Mientras estudiábamos la carta del servicio de habitaciones, meneé despacio el brazo de Carolina.

—¿Qué está pasando realmente? No me cuentes más babosadas.

—Pues que me desperté una mañana y comprendí que nunca habíamos salido de aquella ciudad, ¿y para qué?

—Tienen pan francés. —Señalé una foto colorida de una gruesa rebanada de pan tostado cubierta de azúcar glas.

Carolina revolvió en su bolso y sacó un sobre con las palabras DEPARTAMENTO DE PRISIONES en la esquina superior izquierda. Alisó la carta.

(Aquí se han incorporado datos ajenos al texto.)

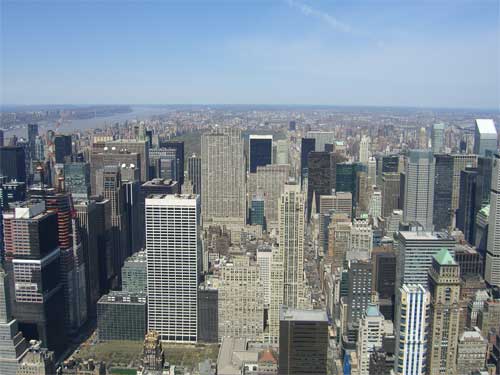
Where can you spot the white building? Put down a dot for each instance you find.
(492, 269)
(223, 178)
(419, 188)
(370, 334)
(173, 255)
(411, 331)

—No —dije, pero sonó como tres palabras.

A Carolina le temblaron las manos hasta que enroscó los dedos en unos puños apretados. Yo empecé a leer y luego tomé la carta y bajé de la cama de un salto. Seguí leyendo y volví la página.

 

 

—Que no cunda el pánico —dijo Carolina.

Di una patada al aire. Dejé la carta en la mesita de noche y empecé a darme cabezazos contra la pared hasta que una sorda punzada me atravesó el cráneo.

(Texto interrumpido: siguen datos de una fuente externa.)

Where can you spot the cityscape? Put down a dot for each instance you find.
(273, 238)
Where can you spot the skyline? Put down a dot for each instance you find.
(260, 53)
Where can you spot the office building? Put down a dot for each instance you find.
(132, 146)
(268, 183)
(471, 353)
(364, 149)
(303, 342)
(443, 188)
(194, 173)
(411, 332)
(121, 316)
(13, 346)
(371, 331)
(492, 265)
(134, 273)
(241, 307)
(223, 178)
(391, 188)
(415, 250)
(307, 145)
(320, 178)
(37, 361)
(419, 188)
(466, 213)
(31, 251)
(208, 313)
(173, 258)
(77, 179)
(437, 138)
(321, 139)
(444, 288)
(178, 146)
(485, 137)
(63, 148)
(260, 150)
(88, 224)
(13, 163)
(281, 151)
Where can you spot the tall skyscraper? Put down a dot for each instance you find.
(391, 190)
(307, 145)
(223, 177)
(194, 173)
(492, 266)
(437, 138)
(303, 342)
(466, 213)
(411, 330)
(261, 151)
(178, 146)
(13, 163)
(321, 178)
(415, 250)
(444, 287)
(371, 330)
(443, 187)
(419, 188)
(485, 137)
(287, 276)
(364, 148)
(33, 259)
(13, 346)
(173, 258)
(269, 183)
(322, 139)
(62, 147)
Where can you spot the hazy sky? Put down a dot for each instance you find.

Carolina atajó la distancia entre ambas y me agarró de los hombros.

—Mírame.

Me mordí el labio.

Me sacudió con fuerza.

—Mírame.

Finalmente levanté la barbilla. Había pasado los mejores y los peores momentos de mi vida mirando a mi hermana a los ojos.

 

 

—Nos trajiste aquí para escondernos —dije—. Tendrías que haberme dicho la verdad.

Carolina se agachó y me secó las lágrimas con su cabello.

Se sentó a mi lado y la vi con once años, lanzándose en la boca de algo abominable para no dejarme sola.

—La verdad es esta: sabe mi dirección y ha enviado esta carta, y eso significa que puede encontrarnos. No quiero volver allí nunca más —susurró—. No quiero que vuelva a encontrarnos nunca más.

 

 

El jurado nos compensó con muchísimo dinero, tanto que nunca tendríamos que volver a trabajar ni pasar necesidades. Durante mucho tiempo nos negamos a gastarlo. Todas las noches yo me metía en internet y verificaba el saldo de mi cuenta, pensando: «Este es el precio de mi vida».

 

 

Mi hermana y yo fuimos al trabajo con Darryl. Íbamos en el asiento de atrás mientras él conducía.

—Chicas, están muy calladas —dijo mientras entrábamos en el campo de vuelo.

 

 

Le sostuve la mirada por el espejo retrovisor. Quise decir algo, pero mi voz se cerró a piedra y lodo. Carolina le entregó la carta del señor Peter. Mientras la leía, Darryl mascullaba entre dientes.

 

 

Cuando hubo terminado, se volvió para mirarnos.

—Puede que yo no parezca muy hombre, pero ese hijo de puta aquí no va a tocarles ni un pelo, y tampoco las va a encontrar.

 

 

Dobló con esmero la carta y se la devolvió a Carolina. En este instante comprendí por qué mi hermana había vuelto a su lado. Mientras Darryl trabajaba, mi hermana y yo nos quedamos en la pista de aterrizaje, entre dos líneas paralelas de luces azules intermitentes. El pavimento seguía desprendiendo calor y el suelo nos mantenía estables. Nuestros cuerpos casi brillaban.

 

 

El señor Peter iba a salir en libertad condicional y el señor Peter era un hombre que había cambiado. El señor Peter necesitaba demostrar que era un hombre que había cambiado y, para demostrarlo, el señor Peter necesitaba nuestra ayuda. El señor Peter había encontrado a Dios. El señor Peter quería nuestro perdón. El señor Peter necesitaba nuestro perdón para poder conseguir la libertad condicional. El señor Peter lamentaba todas las cosas abominables que nos había hecho. El señor Peter no había podido resistirse a dos niñitas tan guapas. El deseo del señor Peter por nosotras era tal que no pudo contenerse. El señor Peter era ya un anciano, nunca podría volver a lastimar a otras niñas pequeñas. El señor Peter imploraba nuestro perdón.

 

 

Una vez fuimos jóvenes.

Yo tenía diez años, y Carolina, once. No hubo nada que no le implorásemos al señor Peter: comida, aire fresco, un  momento a solas con el agua caliente… Imploramos clemencia, que les diera un respiro a nuestros cuerpos antes de que se rompieran definitivamente. Nos desoyó. Aprendimos a dejar de implorar. Él también aprendería, o no. Poco importaba.

 

 

Carolina se sacó la carta del bolsillo y sostuvo una esquina sobre la llama directa de un encendedor antes de lanzar al aire la carta quemada. Nos tumbamos en la pista, tomadas de la mano. La llama se extinguió después de arder con un color blanquecino. Las cenizas cayeron lentamente al suelo, flotando sobre nuestra ropa, nuestra cara, nuestros oídos sordos, nuestra lengua silente.